Let $$M$$ be a monoid (e.g. $$M = \Sigma^*$$) and $$L \subseteq M$$.

Then $$\mathsf{RAT}(M)$$ is the set of rational sets of $$M$$ and the elements of $$\mathsf{RAT}(M)$$ are inductively defined as follows:

• $$|L| < \infty \implies L \in \mathsf{RAT}(M)$$
• $$L_1, L_2 \in \mathsf{RAT}(M) \implies L_1 \cup L_2 \in \mathsf{RAT}(M)$$
• $$L_1, L_2 \in \mathsf{RAT}(M) \implies L_1 \cdot L_2 \in \mathsf{RAT}(M)$$
• $$L \in \mathsf{RAT}(M) \implies L^\ast = \bigcup_{i \geq 0} L^i \in \mathsf{RAT}(M)$$ with $$L^0=\{1_m\}$$ and $$L^{i+1} = L^iL$$

And in my understanding, a rational expression is then an expression using only the operations in this definition, i.e. $$L_1 \cup L_2 \cup L_3L_4 \cup L_3^*$$.

On the other hand we have the definition of regular languages where $$\mathsf{REG(M)}$$ is the set of regular sets inductivly defined as follows:

• $$\emptyset$$ is a regular expression
• $$\epsilon$$ is a regular expression
• $$a \in \Sigma$$ is a regular expression
• if $$\alpha$$ and $$\beta$$ are regular expressions, then $$\alpha\mid\beta$$ is a regular expression
• $$\alpha^*$$ and $$\alpha\beta$$ are regular expressions

Futhermore we know that regular languages are closed under complement unlike rational languages.

Question: It is often stated that regular expressions are the same as rational expressions. But hence this defintion of a rational expression doesn't allow for example "the decision"-operator, ($$a \mid b$$), it seems that regular expressions cover more than rational ones. What am I missing out? Are they really the same and if not, where are they distinct?

• What's the difference between $\mid$ and $\cup$?
– rici
Mar 18 '21 at 14:38
• Your definition of regular expressions is missing concatenation.
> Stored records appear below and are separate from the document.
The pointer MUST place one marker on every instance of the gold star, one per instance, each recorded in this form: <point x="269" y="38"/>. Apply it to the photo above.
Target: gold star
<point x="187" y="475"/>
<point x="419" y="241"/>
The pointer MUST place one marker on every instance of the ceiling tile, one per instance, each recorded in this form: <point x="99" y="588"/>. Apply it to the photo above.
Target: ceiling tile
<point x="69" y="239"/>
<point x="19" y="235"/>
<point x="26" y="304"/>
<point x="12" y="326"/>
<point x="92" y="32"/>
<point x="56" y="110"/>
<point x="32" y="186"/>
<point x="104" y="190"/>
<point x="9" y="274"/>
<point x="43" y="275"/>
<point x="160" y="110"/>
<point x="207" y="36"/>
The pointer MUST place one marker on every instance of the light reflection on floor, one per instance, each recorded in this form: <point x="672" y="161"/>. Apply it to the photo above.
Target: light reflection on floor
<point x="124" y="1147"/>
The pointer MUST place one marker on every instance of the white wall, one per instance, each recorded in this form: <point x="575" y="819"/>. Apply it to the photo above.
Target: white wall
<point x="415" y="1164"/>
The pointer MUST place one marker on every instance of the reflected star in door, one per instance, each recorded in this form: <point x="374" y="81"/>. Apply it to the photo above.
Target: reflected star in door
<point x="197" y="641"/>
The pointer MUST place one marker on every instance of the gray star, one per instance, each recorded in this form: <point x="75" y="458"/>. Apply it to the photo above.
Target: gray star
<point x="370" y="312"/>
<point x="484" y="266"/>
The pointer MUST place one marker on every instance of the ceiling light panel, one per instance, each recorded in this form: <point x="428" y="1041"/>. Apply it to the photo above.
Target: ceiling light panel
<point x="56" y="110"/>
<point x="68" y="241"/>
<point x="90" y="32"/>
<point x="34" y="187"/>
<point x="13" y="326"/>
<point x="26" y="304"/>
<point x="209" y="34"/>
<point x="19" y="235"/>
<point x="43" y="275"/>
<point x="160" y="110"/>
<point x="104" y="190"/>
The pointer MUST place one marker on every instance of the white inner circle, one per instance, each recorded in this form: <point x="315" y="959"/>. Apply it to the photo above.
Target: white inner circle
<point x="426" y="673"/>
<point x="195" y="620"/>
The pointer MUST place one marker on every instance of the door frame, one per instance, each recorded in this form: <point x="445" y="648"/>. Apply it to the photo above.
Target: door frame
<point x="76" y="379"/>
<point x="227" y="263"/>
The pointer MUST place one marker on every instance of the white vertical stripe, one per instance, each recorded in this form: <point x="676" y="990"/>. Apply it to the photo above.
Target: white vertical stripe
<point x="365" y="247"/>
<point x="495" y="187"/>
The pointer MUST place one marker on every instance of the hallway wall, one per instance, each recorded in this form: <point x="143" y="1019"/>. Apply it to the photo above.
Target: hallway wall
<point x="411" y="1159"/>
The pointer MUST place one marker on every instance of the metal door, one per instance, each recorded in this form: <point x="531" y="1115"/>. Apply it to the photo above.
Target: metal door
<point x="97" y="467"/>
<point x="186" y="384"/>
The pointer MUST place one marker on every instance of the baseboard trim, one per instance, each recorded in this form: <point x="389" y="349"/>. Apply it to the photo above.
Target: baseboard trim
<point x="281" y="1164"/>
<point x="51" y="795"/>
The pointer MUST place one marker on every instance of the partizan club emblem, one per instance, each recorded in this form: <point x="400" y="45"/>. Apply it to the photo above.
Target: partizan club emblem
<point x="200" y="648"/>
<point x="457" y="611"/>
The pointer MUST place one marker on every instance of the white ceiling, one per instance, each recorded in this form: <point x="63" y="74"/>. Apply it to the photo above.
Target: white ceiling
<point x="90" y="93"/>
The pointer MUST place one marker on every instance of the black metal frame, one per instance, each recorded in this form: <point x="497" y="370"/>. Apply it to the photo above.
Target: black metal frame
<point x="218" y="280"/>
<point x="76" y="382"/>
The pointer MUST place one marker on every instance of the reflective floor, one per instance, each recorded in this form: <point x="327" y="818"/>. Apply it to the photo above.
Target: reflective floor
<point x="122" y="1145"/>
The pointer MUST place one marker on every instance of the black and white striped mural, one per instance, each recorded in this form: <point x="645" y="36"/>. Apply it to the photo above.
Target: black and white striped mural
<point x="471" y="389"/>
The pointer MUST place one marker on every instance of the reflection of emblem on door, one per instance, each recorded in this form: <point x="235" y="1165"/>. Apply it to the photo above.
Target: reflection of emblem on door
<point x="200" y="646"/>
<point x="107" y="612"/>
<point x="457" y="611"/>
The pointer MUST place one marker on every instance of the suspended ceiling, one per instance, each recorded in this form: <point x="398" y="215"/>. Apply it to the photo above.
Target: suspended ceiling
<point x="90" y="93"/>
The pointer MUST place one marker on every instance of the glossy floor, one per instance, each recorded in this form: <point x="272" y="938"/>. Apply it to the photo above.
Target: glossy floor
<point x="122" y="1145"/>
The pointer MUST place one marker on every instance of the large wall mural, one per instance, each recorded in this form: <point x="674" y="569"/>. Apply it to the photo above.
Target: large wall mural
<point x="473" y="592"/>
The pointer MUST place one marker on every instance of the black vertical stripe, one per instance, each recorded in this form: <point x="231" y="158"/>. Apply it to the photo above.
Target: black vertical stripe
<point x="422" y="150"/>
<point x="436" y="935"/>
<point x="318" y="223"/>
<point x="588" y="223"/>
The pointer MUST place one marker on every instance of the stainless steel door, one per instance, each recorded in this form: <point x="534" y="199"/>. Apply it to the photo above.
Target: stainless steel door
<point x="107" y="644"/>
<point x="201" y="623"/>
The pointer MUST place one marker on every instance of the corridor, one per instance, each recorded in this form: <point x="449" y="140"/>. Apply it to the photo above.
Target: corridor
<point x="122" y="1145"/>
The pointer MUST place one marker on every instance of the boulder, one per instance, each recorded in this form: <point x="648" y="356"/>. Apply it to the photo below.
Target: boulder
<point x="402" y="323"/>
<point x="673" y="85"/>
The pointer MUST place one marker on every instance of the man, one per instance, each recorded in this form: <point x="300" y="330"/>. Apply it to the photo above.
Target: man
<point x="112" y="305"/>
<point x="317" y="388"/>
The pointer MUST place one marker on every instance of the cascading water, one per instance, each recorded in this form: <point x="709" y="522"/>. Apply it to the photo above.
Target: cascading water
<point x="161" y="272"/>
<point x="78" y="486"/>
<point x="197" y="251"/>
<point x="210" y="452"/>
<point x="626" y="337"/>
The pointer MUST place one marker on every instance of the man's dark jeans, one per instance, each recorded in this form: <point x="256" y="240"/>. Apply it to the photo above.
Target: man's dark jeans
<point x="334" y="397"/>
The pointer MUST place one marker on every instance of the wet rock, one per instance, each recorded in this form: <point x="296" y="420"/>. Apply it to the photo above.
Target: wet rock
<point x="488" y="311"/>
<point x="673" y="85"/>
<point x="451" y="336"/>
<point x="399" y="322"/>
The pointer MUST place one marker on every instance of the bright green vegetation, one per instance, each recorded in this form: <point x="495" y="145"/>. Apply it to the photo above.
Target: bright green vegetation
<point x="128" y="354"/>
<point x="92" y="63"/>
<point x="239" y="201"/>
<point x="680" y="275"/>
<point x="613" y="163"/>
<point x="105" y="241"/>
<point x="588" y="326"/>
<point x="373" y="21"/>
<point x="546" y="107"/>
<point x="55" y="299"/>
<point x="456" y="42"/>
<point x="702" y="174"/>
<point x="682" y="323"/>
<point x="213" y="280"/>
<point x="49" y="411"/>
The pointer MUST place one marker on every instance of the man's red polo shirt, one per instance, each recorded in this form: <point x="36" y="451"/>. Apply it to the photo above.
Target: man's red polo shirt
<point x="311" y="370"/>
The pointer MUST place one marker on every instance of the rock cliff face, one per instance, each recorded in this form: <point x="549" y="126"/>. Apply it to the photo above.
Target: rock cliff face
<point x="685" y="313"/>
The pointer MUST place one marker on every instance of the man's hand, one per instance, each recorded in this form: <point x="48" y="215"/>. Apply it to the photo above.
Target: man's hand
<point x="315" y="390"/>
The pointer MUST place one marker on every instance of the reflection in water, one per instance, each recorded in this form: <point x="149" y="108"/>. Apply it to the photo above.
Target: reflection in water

But anyway, rici is right. Mar 18 '21 at 14:51
• Hmm, ok thank you :) But if they are equal, why do we need two names for the same thing? Mar 18 '21 at 14:54
• The set of regular languages over an alphabet $\Sigma$ is the same as the set of rational sets of the free monoid $\Sigma^*$. However, the concept of rational sets is defined for any monoid, it doesn't need to be free, for example.
– plop
Mar 18 '21 at 15:31
• Well, those are just names and not content. I suppose you could find authors using the name regular sets for any monoid, or using the two words interchangeably.
– plop
Mar 18 '21 at 16:20

First of all, the term regular is one of the most overloaded term in mathematics (see the impressive list Regular/Mathematics on Wikipedia). In particular, if you ask for the definition of a regular language to a computer scientist, some people will say that it is a language recognised by a finite automaton and some other people will say that is a language defined by a regular expression.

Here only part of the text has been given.